When I was sixteen, something happened - actually, it was more like a series of small things which I am not going to list now - and slowly but steadily I begun eating less and less. In about 4 months, I was very skinny (I wasn't fat to start with), and not the "you're skinny, you can wear that" kind of skinny, it was more like the "OMG, are you sick?" kind of skinny.
My mom first tried to force me to eat, then understood there was an underlying problem in my behavior, and sent me to a specialist. Actually, even her and dad had to endure several sessione, so kudos to her for doing this for me, especially since in a small town, going to a psychologist/psychiatrist, is still a social stigma. I have another relative who didn't want to ask for help for her daughter because it wouldn't look good to show that this girl had a problem!
It wasn't an easy fix.
It took me several years to overcome my food problems. I was going from overeating to undereating for long periods, and I wasn't happy of this, but I really was feeling powerless. There was something bigger than me I couldn't beat!

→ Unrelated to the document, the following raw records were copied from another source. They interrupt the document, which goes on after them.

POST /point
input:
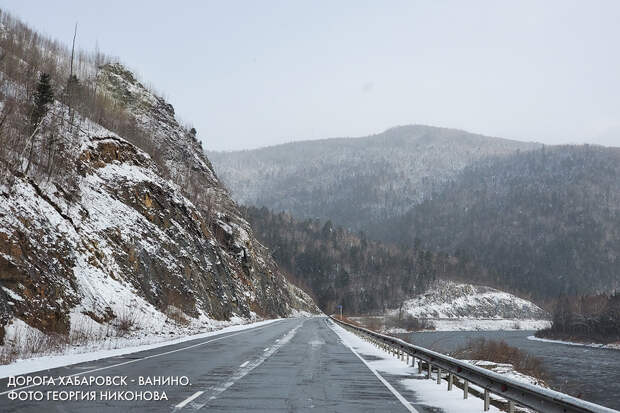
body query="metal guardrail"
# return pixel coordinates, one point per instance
(516, 392)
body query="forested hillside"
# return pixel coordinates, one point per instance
(109, 207)
(547, 222)
(355, 182)
(341, 267)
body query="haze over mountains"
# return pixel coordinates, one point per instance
(111, 217)
(542, 221)
(379, 176)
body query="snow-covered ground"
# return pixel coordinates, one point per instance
(473, 324)
(448, 299)
(614, 346)
(414, 389)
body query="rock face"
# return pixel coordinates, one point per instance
(127, 230)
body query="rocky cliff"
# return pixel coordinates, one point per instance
(142, 227)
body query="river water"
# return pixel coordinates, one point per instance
(592, 372)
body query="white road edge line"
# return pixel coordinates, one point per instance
(189, 399)
(151, 356)
(244, 371)
(395, 392)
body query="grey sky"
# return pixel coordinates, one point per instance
(255, 73)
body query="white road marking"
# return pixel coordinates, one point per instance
(151, 356)
(189, 399)
(244, 370)
(395, 392)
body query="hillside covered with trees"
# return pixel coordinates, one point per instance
(341, 267)
(546, 222)
(382, 175)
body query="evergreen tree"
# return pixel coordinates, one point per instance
(42, 98)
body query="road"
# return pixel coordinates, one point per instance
(287, 366)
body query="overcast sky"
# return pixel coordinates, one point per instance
(255, 73)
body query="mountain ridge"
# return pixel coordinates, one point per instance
(382, 174)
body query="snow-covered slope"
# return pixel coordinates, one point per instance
(383, 175)
(127, 241)
(451, 300)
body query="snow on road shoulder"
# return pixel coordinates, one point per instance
(418, 391)
(32, 365)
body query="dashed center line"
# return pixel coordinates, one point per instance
(189, 399)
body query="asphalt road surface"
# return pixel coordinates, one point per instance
(292, 365)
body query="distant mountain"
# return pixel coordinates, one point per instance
(109, 208)
(546, 222)
(355, 181)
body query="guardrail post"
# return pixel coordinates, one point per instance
(486, 400)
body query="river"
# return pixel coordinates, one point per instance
(592, 372)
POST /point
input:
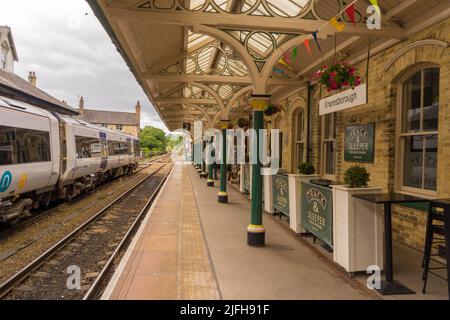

Funny thing is, I started eating better and having a stable weight when I started not to care about this anymore.
It was so hard to realize I could eat anything I wanted, only, if I listened to my body, who had become silent for so many years, I could realize when it was enough. I understood that it is not a shame to eat in public. That the day didn't have necessarily to rotate around what/when I'd eat.
I found life is so much more interesting than my weight.
I found people are so much more than their weight.
This is very personal, and I don't often talk about it, but it was an introduction for what I am going to write next.
First, this commercial:
For the non-italian speakers, the brunette girl refuses to go take a swim (this part is not shown in this video) because she says she feels bloated. The blonde suggests the advertised yougurt, and the happy ending is shown in the last scene, where the brunette has lost that ugly caftan and is wearing a bikini.
Now, the first question than comes to my mind is - do I have to be perfect to wear a bikini? Thinking back, there are about 5 days a year when I am feeling "perfect". Which means - I am not concentrating on the softness on my hips, or a lack of tone on my arms, or my round belly, and so on.
So, on the remaining 360 days of the year - should I cover myself up with a caftan?
When I start having these doubts, the way out is to look around. At all those beautiful woman bodies that surrond us. On the beach, I could count on my finger the women that respond to the definition of "perfect". But the others are not less beautiful. Especially the ones who inhabit their body with confidence, showing their force and their personality. It's in the attitude, not in the clothing!
Really, it took me so many years to realize this - but just looking at other women I realize how beautiful they all are - and I feel beautiful myself!